Amazon Prime’s wardrobe has an essential element for the e-commerce giant to mushroom its reach selling clothing and other apparel: offering an easy way to the customers to try on several items before making the final purchase, return whatever they do not want, and pay for what they keep has helped it cross the virtual chasm by enhancing the online shopping experience in comparison to what it’s like to shop for fashion in brick-and-mortar stores.
TryNow-is a technology that enables its online retailers to use Shopify plus and letting customers receive and try out apparel, return what they don’t want, and pay only for what they keep — has raised $12 million, funding that it will be used to continue expanding its business.

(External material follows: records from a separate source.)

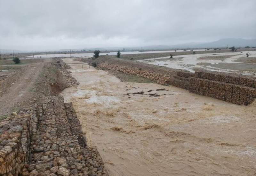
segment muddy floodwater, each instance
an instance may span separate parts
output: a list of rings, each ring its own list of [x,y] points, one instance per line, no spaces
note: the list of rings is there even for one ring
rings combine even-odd
[[[213,50],[209,50],[209,51],[213,51]],[[188,51],[189,50],[184,51],[183,50],[176,50],[177,52],[183,52],[184,51]],[[194,51],[204,51],[204,49],[198,49],[194,50]],[[174,52],[174,50],[165,50],[165,51],[121,51],[121,54],[145,54],[148,53],[160,53],[162,52]],[[116,55],[116,52],[104,52],[102,51],[102,52],[100,53],[100,55]],[[93,53],[74,53],[71,54],[71,56],[73,57],[92,57],[93,56]],[[54,57],[69,57],[70,55],[68,52],[67,54],[38,54],[35,55],[34,57],[36,58],[50,58]],[[28,58],[33,58],[33,56],[28,56]]]
[[[81,63],[72,59],[64,60]],[[88,145],[97,147],[109,175],[256,174],[255,103],[234,105],[71,66],[80,84],[61,95],[73,103]]]
[[[244,63],[234,61],[238,58],[246,56],[249,53],[248,58],[256,56],[256,51],[251,51],[234,52],[210,54],[198,54],[180,55],[173,56],[157,58],[137,60],[148,63],[164,66],[173,68],[184,69],[194,72],[195,68],[201,68],[207,70],[236,73],[239,74],[256,75],[256,64]],[[214,59],[218,56],[227,56],[223,59]],[[209,59],[207,59],[207,57]],[[203,59],[200,58],[203,57]],[[212,58],[212,59],[211,59]],[[219,65],[218,65],[219,64]]]

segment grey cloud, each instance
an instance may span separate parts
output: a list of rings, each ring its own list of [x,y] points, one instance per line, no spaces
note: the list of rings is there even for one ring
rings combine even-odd
[[[0,7],[1,48],[256,38],[255,0],[0,0]]]

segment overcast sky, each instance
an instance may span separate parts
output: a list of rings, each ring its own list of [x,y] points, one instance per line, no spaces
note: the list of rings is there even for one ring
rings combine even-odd
[[[0,48],[172,45],[256,38],[256,0],[0,0]]]

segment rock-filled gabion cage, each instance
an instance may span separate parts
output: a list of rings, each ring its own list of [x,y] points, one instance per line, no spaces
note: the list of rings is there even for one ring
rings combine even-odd
[[[0,123],[0,175],[108,175],[72,103],[56,96]]]
[[[129,64],[125,64],[125,62],[115,63],[108,60],[100,62],[98,66],[104,69],[148,78],[160,84],[171,85],[235,104],[247,105],[256,98],[255,77],[208,71],[196,71],[194,73],[172,69],[163,72],[158,67],[152,71],[152,68],[148,68],[150,66],[145,67],[138,62],[127,62]]]

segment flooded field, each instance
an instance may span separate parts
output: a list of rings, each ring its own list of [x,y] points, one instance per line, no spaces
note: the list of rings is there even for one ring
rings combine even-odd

Now, a startup that has built “Prime Wardrobe as a service” to help smaller competitors offer its shoppers the same experience is announcing some funding to expand its business. Based in San Francisco, it is already working with 50 up-and-coming online retailers doing with revenues ranging between $10 million and $100 million, with Universal Standard, Roolee, Western Rise, and Solid & Striped among its customers. Founder and CEO Benjamin Davis said in an interview that it has seen the business grow six-fold in the last year as more shopping has shifted online from brick-and-mortar due to the pandemic. TryNow claims that using its service can help brands grow average order value by 63%, conversion rates by 22%, and return on ad spend by 76%.
With this trend of fashion being the primary focus “try before you buy” services online, the company raises funds in Series A which comes from a very notable list of investors including Shine Capital, Craft Ventures, SciFi VC (the venture firm co-founded by Max Levchin, founder and CEO of buy-now-pay-later firm Affirm), Third Kind, and Plaid co-founders Zachary Perret and William Hockey.
TryNow sits as part of a bigger wave of commerce and finance services that have emerged over the years to provide technology to entrepreneurs where the commerce technology they are using is not the core of the business they are building. The CEO confirmed that the company solely works with Shopify and specifically Shopify Plus, the version of the service with more features, designed for retailers with more than $1 million in revenues) and its platform for letting retailers build and operate e-commerce storefronts, because of how it has become such an integral player in that ecosystem.